I wonder what their reasons were for going with peer-to-peer instead of anointing a player as the 'server' as many other console multiplayer games do (Awesomenauts started out on console, IIRC)? That would solve a lot of these desync problems because the server would be responsible for resolving all the collisions.
Unless you run in lockstep, your distributed game is always in a persistent state of desync. It's probably more fair for both players to be desynced equally, than to let one player be synced perfectly with the server, and the other be subject to latency issues.
I guess the reason is "character control is super fast: your computer can execute button presses immediately and there is no lag involved in your own controls"
Would it work to have a different response to collision, namely to apply a reverse of your last step? (A full reverse or partial).
There might still be corner cases, but it would seem to resolve the described issue, since irrespective of where you think the other player is, if you both reverse your motion you should disengage.
I can see 3-body problems being more problematic, but that's probably also the case with the original code.
With their example code if lonestar is walking to the right and froggy precives that they land on the right side of lonestar, but lonestar precives that they landed on the left of them, then they would both slide to the left if they just undid their last step.
Yes, and that would make it so they would not collide anymore, so I'd be interested to know why they did not use that solution.
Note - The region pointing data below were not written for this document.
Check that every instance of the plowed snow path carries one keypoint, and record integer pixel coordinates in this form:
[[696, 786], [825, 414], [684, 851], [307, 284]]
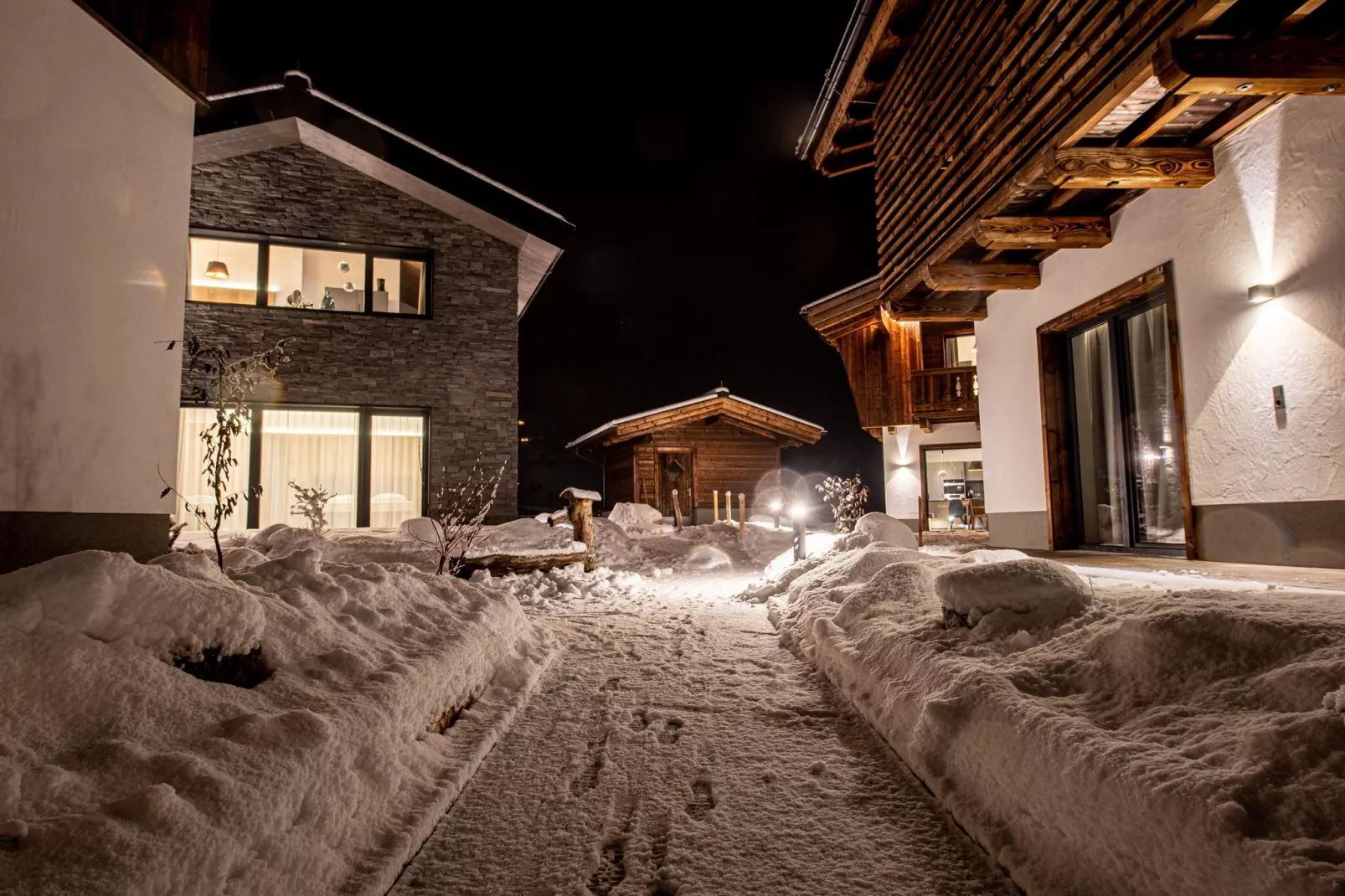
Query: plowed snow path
[[676, 744]]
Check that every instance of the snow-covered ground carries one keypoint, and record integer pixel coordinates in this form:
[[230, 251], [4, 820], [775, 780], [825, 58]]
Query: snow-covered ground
[[124, 774], [1096, 731], [1105, 732], [676, 749]]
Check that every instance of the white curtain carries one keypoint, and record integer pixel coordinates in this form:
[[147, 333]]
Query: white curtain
[[191, 476], [310, 448], [395, 475]]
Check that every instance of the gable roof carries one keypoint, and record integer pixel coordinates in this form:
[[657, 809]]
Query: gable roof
[[739, 412], [246, 121]]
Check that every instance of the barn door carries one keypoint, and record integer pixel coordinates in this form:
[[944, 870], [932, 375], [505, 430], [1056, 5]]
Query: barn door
[[676, 471]]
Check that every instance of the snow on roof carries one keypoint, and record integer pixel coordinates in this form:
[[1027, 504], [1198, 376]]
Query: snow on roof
[[714, 393], [841, 292]]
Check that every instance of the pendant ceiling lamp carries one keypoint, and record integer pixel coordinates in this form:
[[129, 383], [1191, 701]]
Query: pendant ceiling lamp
[[217, 270]]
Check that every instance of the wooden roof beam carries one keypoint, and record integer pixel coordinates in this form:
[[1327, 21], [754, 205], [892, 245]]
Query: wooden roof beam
[[1254, 68], [961, 276], [1127, 168], [1090, 232]]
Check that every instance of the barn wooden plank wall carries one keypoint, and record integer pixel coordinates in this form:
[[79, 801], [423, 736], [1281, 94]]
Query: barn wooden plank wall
[[725, 458]]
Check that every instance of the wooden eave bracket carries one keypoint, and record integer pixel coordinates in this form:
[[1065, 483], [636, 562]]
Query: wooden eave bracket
[[1251, 68]]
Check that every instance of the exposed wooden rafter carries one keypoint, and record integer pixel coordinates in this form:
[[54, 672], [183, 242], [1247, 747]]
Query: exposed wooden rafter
[[1285, 64], [1090, 232], [1131, 168], [982, 276]]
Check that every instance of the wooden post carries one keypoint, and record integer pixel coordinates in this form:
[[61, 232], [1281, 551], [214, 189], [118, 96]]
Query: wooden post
[[581, 517]]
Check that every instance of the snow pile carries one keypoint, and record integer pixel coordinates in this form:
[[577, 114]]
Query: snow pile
[[1191, 742], [111, 598], [887, 529], [1002, 598], [124, 774], [636, 519], [526, 536]]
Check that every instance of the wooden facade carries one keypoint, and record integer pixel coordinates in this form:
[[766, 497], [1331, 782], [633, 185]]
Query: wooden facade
[[1002, 132], [713, 443]]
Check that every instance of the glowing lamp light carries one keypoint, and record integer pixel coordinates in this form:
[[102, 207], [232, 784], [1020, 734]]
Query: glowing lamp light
[[1260, 292]]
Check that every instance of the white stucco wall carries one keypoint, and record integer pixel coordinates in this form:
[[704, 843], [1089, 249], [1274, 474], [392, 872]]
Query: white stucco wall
[[901, 461], [1275, 213], [95, 186]]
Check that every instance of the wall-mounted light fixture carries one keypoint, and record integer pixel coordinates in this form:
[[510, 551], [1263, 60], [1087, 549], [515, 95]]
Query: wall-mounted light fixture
[[1260, 292]]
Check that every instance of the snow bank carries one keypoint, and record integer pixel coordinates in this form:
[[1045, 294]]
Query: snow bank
[[887, 529], [122, 774], [636, 518], [111, 598], [1156, 743], [1000, 599]]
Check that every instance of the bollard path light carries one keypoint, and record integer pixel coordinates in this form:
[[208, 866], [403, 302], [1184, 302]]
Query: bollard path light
[[799, 516]]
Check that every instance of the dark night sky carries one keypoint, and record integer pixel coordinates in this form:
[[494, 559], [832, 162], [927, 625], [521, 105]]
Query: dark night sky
[[666, 136]]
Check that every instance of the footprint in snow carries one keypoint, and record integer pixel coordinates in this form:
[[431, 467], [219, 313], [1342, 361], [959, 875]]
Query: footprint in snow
[[703, 800], [611, 869]]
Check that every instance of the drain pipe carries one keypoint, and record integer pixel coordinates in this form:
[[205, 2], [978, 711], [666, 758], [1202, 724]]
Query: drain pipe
[[837, 73]]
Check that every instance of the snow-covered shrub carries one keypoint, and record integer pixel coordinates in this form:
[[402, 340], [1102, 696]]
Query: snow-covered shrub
[[904, 583], [1001, 598], [887, 529], [311, 503], [226, 385], [846, 498]]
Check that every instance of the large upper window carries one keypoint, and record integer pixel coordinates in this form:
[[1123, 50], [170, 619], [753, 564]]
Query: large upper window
[[286, 273]]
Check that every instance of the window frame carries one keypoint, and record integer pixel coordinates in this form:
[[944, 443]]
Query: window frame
[[368, 250], [363, 459]]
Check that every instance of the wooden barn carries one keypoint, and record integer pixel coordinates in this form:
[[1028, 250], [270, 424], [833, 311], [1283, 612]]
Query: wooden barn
[[716, 441]]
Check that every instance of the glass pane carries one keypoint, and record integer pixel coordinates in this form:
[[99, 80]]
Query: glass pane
[[224, 270], [310, 448], [956, 489], [317, 279], [395, 475], [191, 476], [961, 352], [1158, 512], [1095, 434], [399, 286]]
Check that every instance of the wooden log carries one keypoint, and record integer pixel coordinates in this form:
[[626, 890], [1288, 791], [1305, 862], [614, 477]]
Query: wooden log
[[505, 564], [1131, 168], [1260, 68], [1090, 232], [581, 517], [982, 277]]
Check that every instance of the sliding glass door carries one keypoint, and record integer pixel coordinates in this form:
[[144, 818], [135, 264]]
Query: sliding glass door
[[1125, 447]]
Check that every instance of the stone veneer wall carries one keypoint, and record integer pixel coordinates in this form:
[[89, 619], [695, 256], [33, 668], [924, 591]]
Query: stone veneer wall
[[461, 362]]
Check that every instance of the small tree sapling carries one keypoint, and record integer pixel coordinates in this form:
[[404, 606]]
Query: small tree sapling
[[311, 503], [459, 516], [846, 498], [225, 384]]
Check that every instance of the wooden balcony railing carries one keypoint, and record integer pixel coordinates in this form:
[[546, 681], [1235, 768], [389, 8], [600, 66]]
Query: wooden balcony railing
[[945, 394]]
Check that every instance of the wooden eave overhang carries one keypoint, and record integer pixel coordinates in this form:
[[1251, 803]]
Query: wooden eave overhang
[[712, 408], [992, 157]]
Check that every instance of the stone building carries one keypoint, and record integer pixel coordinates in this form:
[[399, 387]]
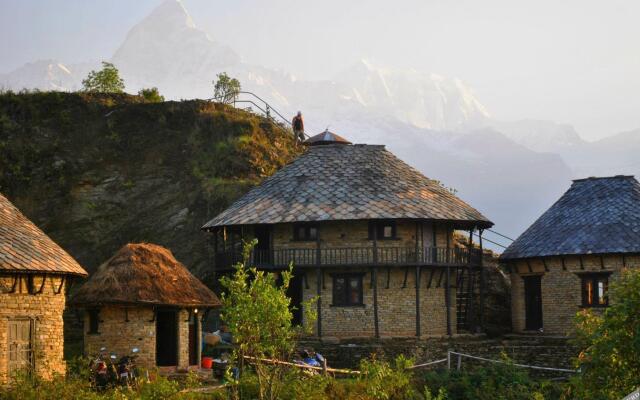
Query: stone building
[[143, 297], [34, 273], [565, 261], [369, 235]]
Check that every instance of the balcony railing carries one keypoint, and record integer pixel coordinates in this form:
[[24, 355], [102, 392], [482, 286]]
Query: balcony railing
[[354, 256]]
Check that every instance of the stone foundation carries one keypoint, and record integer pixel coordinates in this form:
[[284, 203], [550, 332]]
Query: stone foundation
[[560, 288], [41, 319], [529, 350], [120, 336]]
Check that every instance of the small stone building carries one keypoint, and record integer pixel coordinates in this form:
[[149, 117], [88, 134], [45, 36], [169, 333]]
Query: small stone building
[[565, 261], [34, 273], [143, 297], [368, 234]]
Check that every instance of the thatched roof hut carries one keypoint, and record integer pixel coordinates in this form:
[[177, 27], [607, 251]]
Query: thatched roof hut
[[144, 274]]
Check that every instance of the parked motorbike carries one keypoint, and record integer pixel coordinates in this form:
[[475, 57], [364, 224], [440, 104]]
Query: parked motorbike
[[102, 369]]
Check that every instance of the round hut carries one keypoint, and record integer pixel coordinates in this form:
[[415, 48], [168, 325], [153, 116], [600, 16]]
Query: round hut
[[34, 272], [143, 297]]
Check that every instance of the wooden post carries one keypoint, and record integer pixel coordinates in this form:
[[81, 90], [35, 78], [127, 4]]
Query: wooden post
[[418, 333], [447, 300], [374, 278]]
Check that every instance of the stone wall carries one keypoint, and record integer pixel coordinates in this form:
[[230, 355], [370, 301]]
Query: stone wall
[[561, 289], [120, 336], [396, 305], [45, 311], [529, 350]]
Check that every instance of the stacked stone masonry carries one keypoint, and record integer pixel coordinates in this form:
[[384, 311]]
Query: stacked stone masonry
[[42, 313], [560, 288], [120, 329]]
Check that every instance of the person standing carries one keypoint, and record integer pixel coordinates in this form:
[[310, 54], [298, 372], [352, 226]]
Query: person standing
[[298, 126]]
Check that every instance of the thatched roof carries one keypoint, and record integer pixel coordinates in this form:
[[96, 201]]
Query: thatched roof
[[595, 216], [348, 182], [144, 274], [24, 248]]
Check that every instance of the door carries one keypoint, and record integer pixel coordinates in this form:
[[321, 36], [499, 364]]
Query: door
[[533, 303], [262, 253], [166, 338], [20, 346], [193, 340], [294, 292]]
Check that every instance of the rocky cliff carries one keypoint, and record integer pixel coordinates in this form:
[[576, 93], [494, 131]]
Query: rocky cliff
[[98, 171]]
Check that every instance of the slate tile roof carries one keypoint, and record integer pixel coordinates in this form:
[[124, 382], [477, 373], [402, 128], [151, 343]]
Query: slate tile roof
[[347, 182], [25, 248], [595, 216]]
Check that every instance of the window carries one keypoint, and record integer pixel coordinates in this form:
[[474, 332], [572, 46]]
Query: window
[[94, 320], [305, 232], [594, 290], [347, 290], [383, 230]]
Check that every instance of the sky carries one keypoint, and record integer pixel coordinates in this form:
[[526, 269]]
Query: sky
[[571, 61]]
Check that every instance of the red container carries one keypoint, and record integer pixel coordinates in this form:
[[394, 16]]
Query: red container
[[207, 362]]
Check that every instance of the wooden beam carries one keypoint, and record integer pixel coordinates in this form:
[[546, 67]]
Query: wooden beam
[[406, 272], [430, 277], [418, 302], [447, 300], [374, 277]]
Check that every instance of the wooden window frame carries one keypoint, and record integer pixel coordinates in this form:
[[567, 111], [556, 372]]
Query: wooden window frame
[[594, 278], [308, 227], [348, 277], [379, 227]]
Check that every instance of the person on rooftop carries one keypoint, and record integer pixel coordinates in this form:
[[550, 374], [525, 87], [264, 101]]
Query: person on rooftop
[[298, 126]]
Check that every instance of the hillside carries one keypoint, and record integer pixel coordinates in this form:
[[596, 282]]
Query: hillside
[[98, 171]]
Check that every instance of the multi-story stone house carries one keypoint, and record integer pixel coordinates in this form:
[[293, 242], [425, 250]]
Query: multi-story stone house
[[369, 235], [565, 261], [34, 275]]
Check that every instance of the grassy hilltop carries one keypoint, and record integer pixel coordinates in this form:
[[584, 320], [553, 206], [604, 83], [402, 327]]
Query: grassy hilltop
[[98, 171]]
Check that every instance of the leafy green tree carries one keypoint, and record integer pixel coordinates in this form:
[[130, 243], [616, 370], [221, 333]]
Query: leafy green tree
[[226, 89], [258, 313], [107, 80], [610, 358], [152, 95]]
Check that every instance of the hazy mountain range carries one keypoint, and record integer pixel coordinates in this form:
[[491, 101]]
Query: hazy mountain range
[[511, 171]]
Probably it would also give a wrong feel in gameplay.
Okay, because of lag they might have to retrace more than one step. But eventually, they would have gone "back in time" enough to disentangle, regardless of their direction.
How does the player with the lower objectID detect that the sliding bug is happening? The way it was described, only the player with the higher objectID would be able to figure that out. Did they change it so both players sends the message? Or does the player with the higher objectID simply send a message when they detect the bug, meaning they turn off their collision first? Or something else entirely?
I was sincerely hoping for an actual technical solution for dealing with peer-to-peer networking and lag. I feel somewhat cheated out of the time it took me to read that article. While it did explain the problem very nicely, the solution was to just disable the feature outright.